Shifts in Scholarly Attention Among World Regions Webinar (Session 1 of OCLC Research Briefing at UNC Chapel Hill)
In this webinar, Dr. Charles Kurzman, Professor of Sociology, University of North Carolina, Chapel Hill presents his research on changing academic attention to world regions over the past 50 years. Tweet: #oclcr #insightseries More...
Why Google?: "…[Google] saved time, it saved gas, I got what I needed, and it wasn't a big deal." (Session 2 of OCLC Research Briefing at UNC Chapel Hill)
In this webinar, Dr. Lynn Silipigni Connaway discusses results of multiple user behavior studies and recommendations for promoting user engagement with library services, sources, and systems. Tweet: #oclcr More...
"How to Read Millions of Books" Presentation by Jean-Baptiste Michel
In this OCLC Research Distinguished Seminar Series presentation, Jean-Baptiste Michel discusses how his work in Culturomics led to the creation of the Google Ngram Viewer.

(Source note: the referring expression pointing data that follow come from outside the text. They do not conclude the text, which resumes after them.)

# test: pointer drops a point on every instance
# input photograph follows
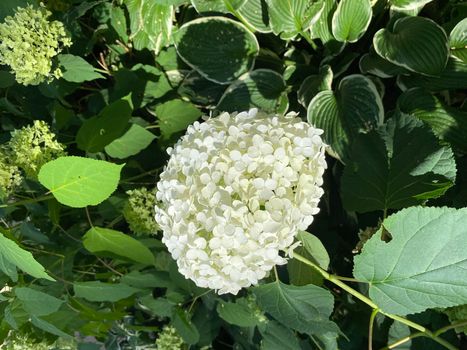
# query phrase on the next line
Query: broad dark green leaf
(175, 116)
(398, 165)
(111, 123)
(292, 17)
(132, 142)
(415, 43)
(100, 291)
(305, 308)
(219, 48)
(351, 20)
(404, 281)
(78, 181)
(150, 24)
(261, 88)
(448, 123)
(99, 240)
(12, 256)
(356, 106)
(75, 69)
(458, 40)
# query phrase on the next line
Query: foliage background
(385, 80)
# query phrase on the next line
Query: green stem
(369, 302)
(27, 201)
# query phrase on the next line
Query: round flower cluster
(32, 146)
(28, 42)
(234, 193)
(138, 211)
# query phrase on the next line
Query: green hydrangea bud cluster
(10, 176)
(169, 339)
(139, 211)
(32, 146)
(28, 42)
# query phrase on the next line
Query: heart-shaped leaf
(351, 20)
(355, 107)
(219, 48)
(415, 43)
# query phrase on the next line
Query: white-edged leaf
(78, 181)
(404, 281)
(101, 240)
(415, 43)
(355, 107)
(219, 48)
(351, 20)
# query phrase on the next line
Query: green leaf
(239, 313)
(37, 303)
(255, 13)
(175, 116)
(351, 20)
(99, 239)
(131, 143)
(404, 281)
(76, 70)
(356, 106)
(150, 24)
(185, 327)
(407, 166)
(79, 182)
(314, 84)
(278, 337)
(98, 291)
(293, 17)
(447, 123)
(415, 43)
(454, 76)
(261, 88)
(408, 4)
(219, 48)
(49, 327)
(111, 123)
(305, 309)
(458, 40)
(12, 256)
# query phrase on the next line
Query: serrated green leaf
(76, 70)
(261, 88)
(448, 123)
(150, 24)
(458, 40)
(351, 20)
(12, 256)
(292, 17)
(305, 308)
(175, 116)
(407, 166)
(219, 48)
(355, 107)
(99, 240)
(79, 182)
(403, 281)
(37, 303)
(314, 84)
(111, 123)
(99, 291)
(131, 143)
(415, 43)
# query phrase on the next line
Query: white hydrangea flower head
(235, 192)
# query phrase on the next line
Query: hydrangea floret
(169, 339)
(29, 42)
(138, 211)
(236, 190)
(32, 146)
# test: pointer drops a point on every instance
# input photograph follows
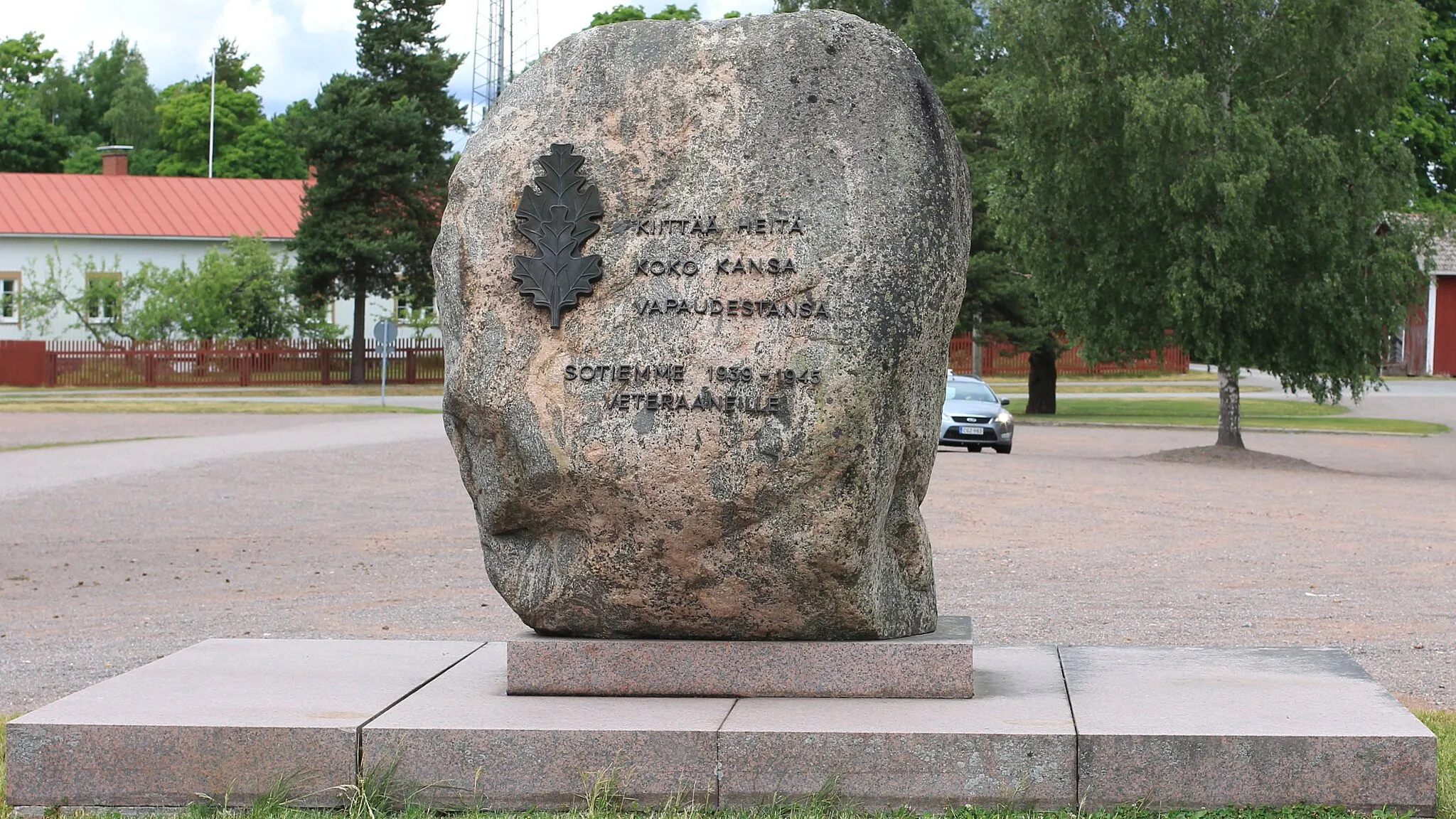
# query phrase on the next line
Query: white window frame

Tweet: #ordss More...
MOOCs and Libraries: The Good, the Bad and the Ugly
This event focuses on the challenges that MOOCs pose to the traditional delivery of library services, and the opportunities they offer for libraries to rethink and revitalize their proposition. Tweet: #mooclib More...
A complete list of OCLC Research events is available online at: http://www.oclc.org/research/events.html.

OCLC Researcher Spotlight—Tip House: Disruptive Innovation and WorldCat Live!


Tip House

I wrote my first program a kid in the 1960's for kit a computer that had mechanical gates and 4 bits of main memory. I positioned various shunts before rolling marbles through the gates, to get it add two two-bit numbers together. I programmed the first real computer I was able to get time on to play games—Life (from Martin Gardner's "Mathematical Games" column), three-dimensional tic-tac-toe, checkers, etc. My goal was to make programs that seemed intelligent, in that they could out-play me. 

After a few years I was able to land a series of jobs at the Ohio State University writing software for the low-temperature physics and human perception labs. While these seriously reduced the time I had for my own programming, they opened doors onto other interesting areas, and ultimately allowed me to join OCLC for the first time in 1980, where my first assignment was conversion of the Union Catalog (now known as WorldCat) to new cataloging rules (AACR2). 

I have remained fascinated with attacking hard problems like machine intelligence, particularly in ways that have no chance of completely succeeding, yet provide useful and cost-effective partial solutions along the way. This turns out to be an extremely productive paradigm for 'ordinary' problems as well. Perhaps the best example is OCLC's Find Text Search Engine, which I wrote in 2004 to index a few thousand ISO 9001 documents, and now provides searching for over two billion metadata and full text records, underlying all OCLC products and services.

Recently I have been using this approach on problems to create disruptive innovation as part of the OCLC Innovation Lab,  creating extremely low-cost versions of traditional systems (e.g., a fully functional ILS for very small public libraries: OCLC WSSL),  "instant" systems developed in very short time periods (e.g., OCLC Article Exchange), systems that automate tasks generally thought to require human cognition (e.g., the ask4stuff synthetic Twitter personality), etc.

The WorldCat Live! API falls mostly into the "instant" systems category, where the goal is to provide services more or less instantly, to encourage the flow of ideas by providing a kind of "magic wand" to idea generators. The idea for this service originated in the library development community, and the service was up and running for them within a week. Not instant, of course, but most of the elapsed time was in routing the request internally: the actual initial development was completed in under 24 hours. This very rapid turn-around did foster follow-on work, both in the developer community and within OCLC, leading to the robust and useful visualization user interface now available.